Some days I feel like a traitor. After decades of writing about law and legal developments with an almost obsessive determination to find and stick to verifiable facts, I’ve started to write fiction. Historical fiction.

The book of short stories I’m working on is based on a collection of old court records. The work is tough, but thrilling.

For years, before I really got going, I wrestled with the problem of how best to tell these stories. Most of the characters disappeared, slid off any existing records, once their court appearances were done. And few seemed to come from any past that I could find. I tried and tried, but I couldn’t see a way to bring these people to life, as I felt they should be, if I only used verifiable, documented information about them. Even creative non-fiction just didn’t cut it.

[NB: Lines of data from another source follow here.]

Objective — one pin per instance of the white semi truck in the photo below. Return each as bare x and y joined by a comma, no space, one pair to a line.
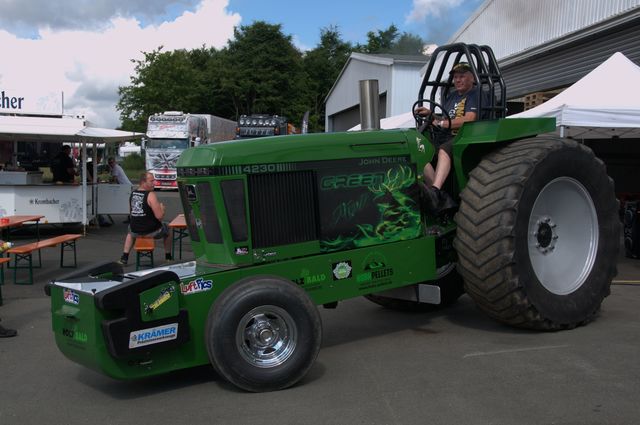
171,132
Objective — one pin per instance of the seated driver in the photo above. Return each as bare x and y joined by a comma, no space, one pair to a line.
461,106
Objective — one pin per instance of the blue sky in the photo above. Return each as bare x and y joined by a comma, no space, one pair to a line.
354,18
85,48
304,19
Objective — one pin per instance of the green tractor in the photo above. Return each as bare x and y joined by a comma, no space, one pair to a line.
282,225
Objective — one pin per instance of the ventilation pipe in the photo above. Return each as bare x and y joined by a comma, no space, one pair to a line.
369,100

I needed to ‘know’ what happened to them afterwards, where they had come from, how they had landed in the crisis that brought them to court.

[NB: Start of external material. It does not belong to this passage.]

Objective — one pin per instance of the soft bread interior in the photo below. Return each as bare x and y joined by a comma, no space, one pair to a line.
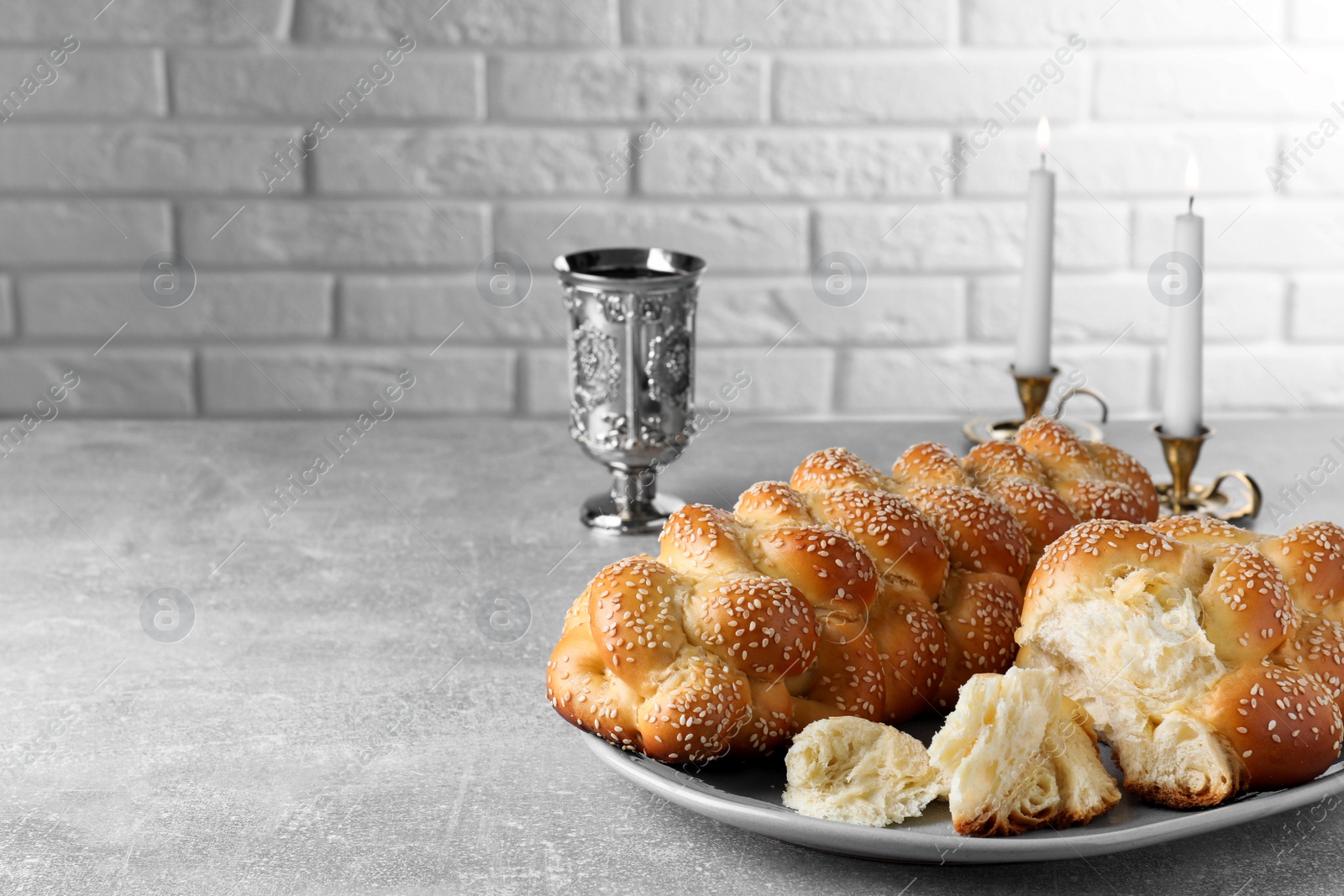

So I started to work on the stories, putting the court material front and centre, researching each character as obsessively as I would a law column. Reading just as obsessively about the period, the characters of the time, their issues and the pressures they experienced.

And then – I just let go, and activated my chronically under-utilised imagination.

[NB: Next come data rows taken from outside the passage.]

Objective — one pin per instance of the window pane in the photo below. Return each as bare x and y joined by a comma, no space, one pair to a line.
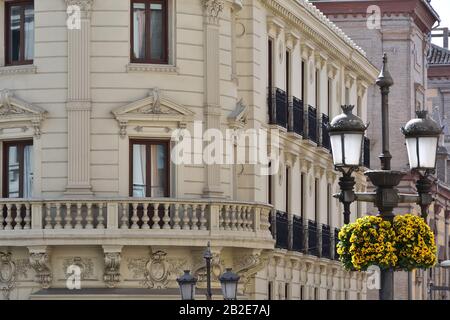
156,32
29,32
13,172
158,169
28,172
14,33
139,170
139,30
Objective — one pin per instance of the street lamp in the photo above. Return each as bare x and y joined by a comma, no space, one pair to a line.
422,135
229,281
187,284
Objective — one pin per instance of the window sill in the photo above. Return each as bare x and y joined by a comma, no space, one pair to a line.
142,67
20,69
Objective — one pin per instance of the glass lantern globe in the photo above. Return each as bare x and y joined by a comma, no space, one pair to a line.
347,136
187,284
229,281
422,136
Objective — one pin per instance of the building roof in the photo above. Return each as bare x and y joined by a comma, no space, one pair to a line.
438,56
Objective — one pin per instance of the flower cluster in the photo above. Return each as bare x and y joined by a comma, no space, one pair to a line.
415,243
406,244
368,241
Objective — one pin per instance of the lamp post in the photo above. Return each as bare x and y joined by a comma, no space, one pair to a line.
228,280
346,132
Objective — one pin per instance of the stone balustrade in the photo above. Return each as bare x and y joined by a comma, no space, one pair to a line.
127,218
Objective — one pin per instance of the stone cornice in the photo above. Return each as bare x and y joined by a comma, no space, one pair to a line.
423,15
325,35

To my surprise, it turns out that an imagination can be stimulated to revive. And now I have a revised first draft of a number of these stories.

As I write I sometimes think of Henry James who was so dismissive of historical fiction as a genre. He said it couldn’t ever be authentic because the writer could never properly imagine the inner lives of people who lived in another, earlier, time.

What I’m finding though, is that it’s actually no more difficult to imagine the lives of ‘my’ people who lived in the past, than it is for someone like me, so far from her reality, to imagine the life of, say, a woman caught up in the horrors of Sudan.

I remember all the wonderful books of my childhood that took me into other times and into the feelings of other people who lived then. I see how they have shaped me in a way that I didn’t even realise until now.

Turns out that thinking into the reality of someone else takes an incredible amount of work. Of inner work by a writer. Honestly, it’s far harder to write in a way that’s ‘true’ to one of my characters than it is to write clearly and accurately about even complex, current law issues.

It will take a bit more time to finish all the stories, but meanwhile, I’m starting to feel that the process of this writing is changing me in some way. I listen to conversations differently. I try to hear the inner story of the people I meet.

When I wrestle with the creation of these characters, I find that I have to reach deep inside myself. And that, while they are all so different, they face difficulties that I understand. Maybe this work and these stories are a lesson about the universality of the human condition, even across the years?